Now a copy of the discussion on #lsb (modified for readability):

<stew> if the libraries are provide by the distribution, they should be 
in /lib, /usr/lib
<sourcerer> PKCS#11 drivers aren´t normal libraries, but they are drivers. 
(they are in user-space, not in kernel space)
Perhaps you should think of them as Plugins to the applications, not as 
libraries.
They all provide the same interface. So it doesn´t make much sense in my 
opinion to put them into /lib or /usr/lib.
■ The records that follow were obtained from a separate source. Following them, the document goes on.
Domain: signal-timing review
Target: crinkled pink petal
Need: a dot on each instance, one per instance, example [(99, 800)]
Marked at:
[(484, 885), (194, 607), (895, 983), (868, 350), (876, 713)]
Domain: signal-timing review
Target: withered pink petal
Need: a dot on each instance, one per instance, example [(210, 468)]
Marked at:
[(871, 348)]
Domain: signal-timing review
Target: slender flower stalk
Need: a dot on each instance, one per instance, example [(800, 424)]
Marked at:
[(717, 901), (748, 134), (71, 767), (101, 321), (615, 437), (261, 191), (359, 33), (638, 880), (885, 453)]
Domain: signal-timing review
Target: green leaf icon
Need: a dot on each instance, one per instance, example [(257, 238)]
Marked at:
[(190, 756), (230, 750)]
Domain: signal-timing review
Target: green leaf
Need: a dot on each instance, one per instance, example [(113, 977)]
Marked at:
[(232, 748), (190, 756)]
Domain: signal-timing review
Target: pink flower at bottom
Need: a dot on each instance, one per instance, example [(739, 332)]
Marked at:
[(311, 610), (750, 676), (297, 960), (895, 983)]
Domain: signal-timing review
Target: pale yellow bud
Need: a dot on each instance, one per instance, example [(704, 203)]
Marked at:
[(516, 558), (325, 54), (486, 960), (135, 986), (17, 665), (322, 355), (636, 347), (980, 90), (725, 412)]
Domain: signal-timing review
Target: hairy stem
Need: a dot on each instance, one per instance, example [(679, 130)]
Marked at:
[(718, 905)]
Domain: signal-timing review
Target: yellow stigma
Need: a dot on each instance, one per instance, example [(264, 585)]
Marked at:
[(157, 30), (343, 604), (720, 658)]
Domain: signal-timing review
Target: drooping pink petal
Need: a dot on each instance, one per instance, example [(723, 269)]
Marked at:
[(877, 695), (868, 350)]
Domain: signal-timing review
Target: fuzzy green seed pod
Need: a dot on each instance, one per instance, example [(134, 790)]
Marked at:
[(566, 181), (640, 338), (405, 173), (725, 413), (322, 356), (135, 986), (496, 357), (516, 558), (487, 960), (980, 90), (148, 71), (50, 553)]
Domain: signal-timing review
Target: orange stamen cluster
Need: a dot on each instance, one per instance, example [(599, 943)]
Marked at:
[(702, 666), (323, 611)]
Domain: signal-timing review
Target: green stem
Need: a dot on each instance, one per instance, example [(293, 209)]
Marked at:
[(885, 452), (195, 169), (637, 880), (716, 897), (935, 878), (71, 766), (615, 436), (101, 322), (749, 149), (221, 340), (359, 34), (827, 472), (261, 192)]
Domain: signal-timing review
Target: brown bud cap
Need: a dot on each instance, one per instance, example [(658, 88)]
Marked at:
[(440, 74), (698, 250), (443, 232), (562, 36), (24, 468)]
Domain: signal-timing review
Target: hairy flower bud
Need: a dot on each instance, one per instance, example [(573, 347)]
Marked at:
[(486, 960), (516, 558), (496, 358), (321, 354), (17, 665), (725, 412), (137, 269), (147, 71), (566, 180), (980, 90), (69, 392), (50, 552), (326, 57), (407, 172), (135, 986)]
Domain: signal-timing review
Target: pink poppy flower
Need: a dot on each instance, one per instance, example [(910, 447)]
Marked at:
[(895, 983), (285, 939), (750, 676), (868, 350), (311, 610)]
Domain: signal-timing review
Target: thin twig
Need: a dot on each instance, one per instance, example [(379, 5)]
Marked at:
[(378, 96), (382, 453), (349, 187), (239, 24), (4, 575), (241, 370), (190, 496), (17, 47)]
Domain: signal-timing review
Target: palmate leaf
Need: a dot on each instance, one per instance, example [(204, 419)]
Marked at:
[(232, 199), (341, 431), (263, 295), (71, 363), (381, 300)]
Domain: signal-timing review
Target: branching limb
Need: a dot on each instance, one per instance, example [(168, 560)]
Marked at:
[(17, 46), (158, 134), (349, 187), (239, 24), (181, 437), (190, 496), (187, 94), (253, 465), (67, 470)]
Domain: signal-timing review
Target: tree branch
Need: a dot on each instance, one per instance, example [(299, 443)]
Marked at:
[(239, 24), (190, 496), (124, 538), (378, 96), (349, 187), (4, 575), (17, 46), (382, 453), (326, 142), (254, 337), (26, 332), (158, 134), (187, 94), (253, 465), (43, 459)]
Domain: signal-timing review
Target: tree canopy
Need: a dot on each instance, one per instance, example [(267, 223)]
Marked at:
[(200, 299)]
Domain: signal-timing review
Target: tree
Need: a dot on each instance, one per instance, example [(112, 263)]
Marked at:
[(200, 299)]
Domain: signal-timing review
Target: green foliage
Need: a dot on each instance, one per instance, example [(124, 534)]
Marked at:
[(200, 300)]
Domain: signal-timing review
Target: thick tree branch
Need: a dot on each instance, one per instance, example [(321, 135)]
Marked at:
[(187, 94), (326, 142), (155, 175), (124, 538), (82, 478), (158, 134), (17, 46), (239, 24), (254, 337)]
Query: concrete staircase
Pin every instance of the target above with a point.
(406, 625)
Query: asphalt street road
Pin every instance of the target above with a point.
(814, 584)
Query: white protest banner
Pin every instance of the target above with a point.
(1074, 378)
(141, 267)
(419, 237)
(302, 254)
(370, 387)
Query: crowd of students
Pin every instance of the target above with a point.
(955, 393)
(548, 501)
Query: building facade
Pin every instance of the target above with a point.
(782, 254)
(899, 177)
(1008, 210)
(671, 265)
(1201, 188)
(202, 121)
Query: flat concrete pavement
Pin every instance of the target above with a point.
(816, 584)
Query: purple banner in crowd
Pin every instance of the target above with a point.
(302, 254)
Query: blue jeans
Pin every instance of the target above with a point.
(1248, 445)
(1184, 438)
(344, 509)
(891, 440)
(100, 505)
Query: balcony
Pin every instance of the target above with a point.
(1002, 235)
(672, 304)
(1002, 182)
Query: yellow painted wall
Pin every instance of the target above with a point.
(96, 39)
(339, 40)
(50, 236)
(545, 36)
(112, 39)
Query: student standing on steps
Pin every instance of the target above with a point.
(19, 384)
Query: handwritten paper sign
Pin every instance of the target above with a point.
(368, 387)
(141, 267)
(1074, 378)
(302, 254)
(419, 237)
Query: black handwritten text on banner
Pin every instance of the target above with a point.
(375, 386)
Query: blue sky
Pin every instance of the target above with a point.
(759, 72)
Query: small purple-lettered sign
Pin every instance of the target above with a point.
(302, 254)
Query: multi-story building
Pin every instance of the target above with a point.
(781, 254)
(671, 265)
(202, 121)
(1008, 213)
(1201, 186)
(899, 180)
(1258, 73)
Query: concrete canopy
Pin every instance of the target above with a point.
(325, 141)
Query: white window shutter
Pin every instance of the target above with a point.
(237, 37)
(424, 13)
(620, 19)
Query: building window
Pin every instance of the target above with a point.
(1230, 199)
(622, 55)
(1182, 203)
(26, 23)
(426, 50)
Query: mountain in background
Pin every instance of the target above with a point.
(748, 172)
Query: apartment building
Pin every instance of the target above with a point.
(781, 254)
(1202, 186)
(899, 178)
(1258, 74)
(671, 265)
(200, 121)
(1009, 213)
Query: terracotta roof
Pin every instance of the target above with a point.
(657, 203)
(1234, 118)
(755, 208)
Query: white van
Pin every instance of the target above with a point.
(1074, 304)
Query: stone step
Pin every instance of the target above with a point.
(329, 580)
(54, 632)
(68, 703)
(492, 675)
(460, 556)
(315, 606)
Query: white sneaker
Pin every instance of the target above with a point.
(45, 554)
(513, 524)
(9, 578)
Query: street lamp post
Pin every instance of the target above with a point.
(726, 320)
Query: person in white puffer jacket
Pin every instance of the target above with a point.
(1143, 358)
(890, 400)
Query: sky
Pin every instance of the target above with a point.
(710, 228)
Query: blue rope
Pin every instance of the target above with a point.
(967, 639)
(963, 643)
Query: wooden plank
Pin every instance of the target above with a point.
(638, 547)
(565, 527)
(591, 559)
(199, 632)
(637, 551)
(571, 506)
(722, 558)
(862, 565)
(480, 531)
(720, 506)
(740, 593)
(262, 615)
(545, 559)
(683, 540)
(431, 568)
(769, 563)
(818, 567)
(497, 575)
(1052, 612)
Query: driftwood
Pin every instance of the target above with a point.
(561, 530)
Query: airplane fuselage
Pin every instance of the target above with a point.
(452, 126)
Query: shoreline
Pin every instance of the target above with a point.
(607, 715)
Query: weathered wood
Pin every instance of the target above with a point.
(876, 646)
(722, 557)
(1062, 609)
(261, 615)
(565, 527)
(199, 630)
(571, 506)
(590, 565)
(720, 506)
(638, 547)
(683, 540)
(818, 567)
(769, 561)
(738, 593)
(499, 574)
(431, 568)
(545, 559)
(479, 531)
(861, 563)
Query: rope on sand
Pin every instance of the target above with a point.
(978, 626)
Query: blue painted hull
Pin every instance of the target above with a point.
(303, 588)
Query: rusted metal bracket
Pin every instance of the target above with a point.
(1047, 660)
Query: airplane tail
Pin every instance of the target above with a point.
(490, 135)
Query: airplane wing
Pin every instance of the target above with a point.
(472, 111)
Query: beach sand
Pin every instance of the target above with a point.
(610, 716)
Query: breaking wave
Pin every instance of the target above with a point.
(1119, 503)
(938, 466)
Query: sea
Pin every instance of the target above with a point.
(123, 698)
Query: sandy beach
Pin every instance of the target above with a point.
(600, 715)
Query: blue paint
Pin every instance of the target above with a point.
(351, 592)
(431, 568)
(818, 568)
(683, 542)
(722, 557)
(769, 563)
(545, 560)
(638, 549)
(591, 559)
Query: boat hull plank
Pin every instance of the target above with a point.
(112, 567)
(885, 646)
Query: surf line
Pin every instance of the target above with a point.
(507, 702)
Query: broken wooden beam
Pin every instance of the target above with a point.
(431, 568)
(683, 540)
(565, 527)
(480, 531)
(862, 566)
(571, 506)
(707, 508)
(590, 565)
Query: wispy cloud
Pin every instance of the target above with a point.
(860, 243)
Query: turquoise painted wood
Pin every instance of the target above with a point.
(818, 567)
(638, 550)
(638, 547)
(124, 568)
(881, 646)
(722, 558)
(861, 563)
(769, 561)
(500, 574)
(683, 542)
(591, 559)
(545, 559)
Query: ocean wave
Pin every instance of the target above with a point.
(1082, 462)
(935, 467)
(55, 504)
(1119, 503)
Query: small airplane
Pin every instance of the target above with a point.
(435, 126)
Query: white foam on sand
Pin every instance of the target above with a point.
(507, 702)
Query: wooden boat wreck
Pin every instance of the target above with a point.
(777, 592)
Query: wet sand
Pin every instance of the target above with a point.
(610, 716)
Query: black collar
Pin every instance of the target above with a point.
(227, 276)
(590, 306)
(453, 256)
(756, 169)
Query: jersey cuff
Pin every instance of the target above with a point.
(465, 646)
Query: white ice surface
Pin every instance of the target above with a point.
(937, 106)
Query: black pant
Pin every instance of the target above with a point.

<sourcerer> Yes, the drivers are normally provided by the distribution, or 
installed afterwards by the administrator.
<sourcerer> (At least they should be distributed by the distributions, that´s 
another task to make the distributors distribute all available drivers)
<sourcerer> There are a couple of different types of applications using 
PKCS#11:
<sourcerer> Browser, Email clients. (most important one, I would say)
<sourcerer> Any other application using crypto
<sourcerer> PAM modules for login
<sourcerer> For Browsers and Email clients a Plug&Play usability for common 
SmartCards on common distributions is very necessary.
<sourcerer> PAM modules might want to specifically configure only one specific 
kind of SmartCards that are acceptable for the system.
<sourcerer> And other applications might want to use them automatically or 
not, depending on their usecases.
<sourcerer> My aim is for standard software (browsers, email clients) in 
standard office situations. (normal PC, normal Linux distro, normal SmartCard 
Reader and SmartCards). That should be easily possible out of the box in my 
opinion.

<stew> so these "drivers", you say .so and .dll on the wiki
<sourcerer> Yes.

<stew> they aren't kernel modules to access the hardware?
<sourcerer> No.
<sourcerer> Those .so or .dll´s might depend on kernel modules themself, but 
that´s their problem.
<sourcerer> (And that´s not a practical problem at the moment. All necessary 
kernel modules are available and normally installed quite well)
<stew> so it's the user-space interface to the functionality
<sourcerer> Yes.


<stew> I don't see that as much different than many other libraries
<sourcerer> Some of the drivers are installed in /usr/lib at the moment. But 
there are thousands of files in /usr/lib, so it´s nearly impossible to find 
all the PKCS#11 drivers in there.
<sourcerer> Well, the big problem is that there is no registry for the 
drivers.
<sourcerer> Theoretically it would be also possible to have a different kind 
of registry.
<sourcerer> Perhaps a textfile with all the drivers-pathes on each line
<sourcerer> Someone proposed a XML file to do the same.
<sourcerer> Or perhaps some database.
<sourcerer> But all those other methods are more complex than just deciding 
upon a directory.
<sourcerer> I don´t see a necessity to have the drivers spread across the 
whole filesystem. It doesn´t help anything.
<sourcerer> And having a different registry means redundancy and more 
maintenance work.
<sourcerer> Putting a driver into a specific directory is the only thing 
really every installation system (RPM, dpkg, ...) can do.


<stew> I guess I don't really understand the problem. Usually an app linked to 
a library knows where to find it's files

<sourcerer> Don´t think of it as a library.
<sourcerer> PKCS#11 drivers are very very seldomly statically linked to the 
application. PKCS#11 drivers are normally loaded dynamically with dlopen().
<sourcerer> Think of it as a Plugin.
<sourcerer> The problem ist that PKCS#11 is a standard, but the standard just 
defines the interface (which C functions the driver has to export).


<stew> ok, so the point is to isolate these drivers/libs/plugins from the 
other system libs, I didn't understand what your issue was
<sourcerer> Yes, I think it is the best way to isolate the PKCS#11 drivers 
from the other system libs. I don´t see any good reason to mix them.
<sourcerer> And having them all in one specific directory is the easiest way 
to "register" them.

<mats> So the request is for a directory that would contain plugins of a 
particlar type?
<sourcerer> Yes.

<stew> I don't read in FHS anything that says you can't 
use /lib/pkcs11, /usr/lib/pkcs11
<sourcerer> Yes, that´s the problem, that FHS does not say, where exactly it 
should go, and PKCS#11 does not say either.